Until now, I could live with the scratches and the cigarette burn and the ticking -- proudly declaiming my lack of pretension -- but let me be podium-pounding clear on one issue: I will no longer sit on cloth. I want leather seats. I want leather seats more than I want a car. In fact, I am buying a whole car just so the leather seats don’t look out of place, the way one invests in a flat-screen TV and then buys a throw rug, a lamp and some museum prints to disguise the fact that the flat-screen is the only reason to be in the room. I suppose I could put leather seats in the Legacy wagon, but I think it would look like a Burt Reynolds toupee.
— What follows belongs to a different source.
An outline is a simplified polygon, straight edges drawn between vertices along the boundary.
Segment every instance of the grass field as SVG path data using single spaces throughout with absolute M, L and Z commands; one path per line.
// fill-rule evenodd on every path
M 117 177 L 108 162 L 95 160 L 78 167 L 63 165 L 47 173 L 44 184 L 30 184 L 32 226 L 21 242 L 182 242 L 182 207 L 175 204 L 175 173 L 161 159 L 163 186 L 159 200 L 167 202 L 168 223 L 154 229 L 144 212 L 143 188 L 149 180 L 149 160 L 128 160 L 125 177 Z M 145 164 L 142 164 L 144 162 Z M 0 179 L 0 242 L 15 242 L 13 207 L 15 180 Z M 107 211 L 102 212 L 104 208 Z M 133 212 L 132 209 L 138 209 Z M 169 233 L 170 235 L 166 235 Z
“Leather seats. I want leather seats,” I have told salesmen at Culver City Subaru, Santa Monica Subaru and Irvine Subaru, plus another sales guy I picked up on the Internet. His name is Jeff and he works in Bakersfield. The guy at Santa Monica Subaru and especially the guy at Culver City Subaru tried to close me as soon as I stepped into the showroom. While appreciating the old-time American-ness of the hard-selling car dealer, I prefer a subtler, less obviously needy closer.

Like Jeremy, at Irvine Subaru. We keep making plans to meet, and he’ll call every so often, I guess to see how I’m doing. When I don’t hear from him for some days, I feel neglected, and Jeff in Bakersfield begins to seem more attractive. We talk about the MSRP, Jeremy, Jeff and I, and 60-month financing deals at 3.9% and the trade-in value of my Legacy. I know what I want: a 2003 Subaru Impreza 2.5 RS sedan, four doors, midnight black with tan leather interior. And now, of course, as the deal draws near, I have begun to anticipate breaking up with my car. Let me tell you about the ’93 Subaru Legacy wagon: It was manufactured in Indiana and purchased at Bath Subaru, in Woolwich, Maine, by the mother of a friend. I bought the car at 30,000 miles and in roughly six years have pushed the odometer to 101,000.

I have changed the oil regularly and been similarly vigilant about tune-ups, and our relationship has been steady and uneventful. This is in contrast to my first car, a 1979 Datsun 280ZX. It was fun but ran hot and cost me many thousands of dollars in repairs and speeding tickets over the course of our 12-year fling in different states. Selling it prompted melancholy, but it was the sensible thing to do.

Getting rid of the Subaru is different. It is self-revealing -- a dumping in the search for new pleasures. And all I can do is echo that useless platitude of the relationship abandoner: It’s not you; it’s me.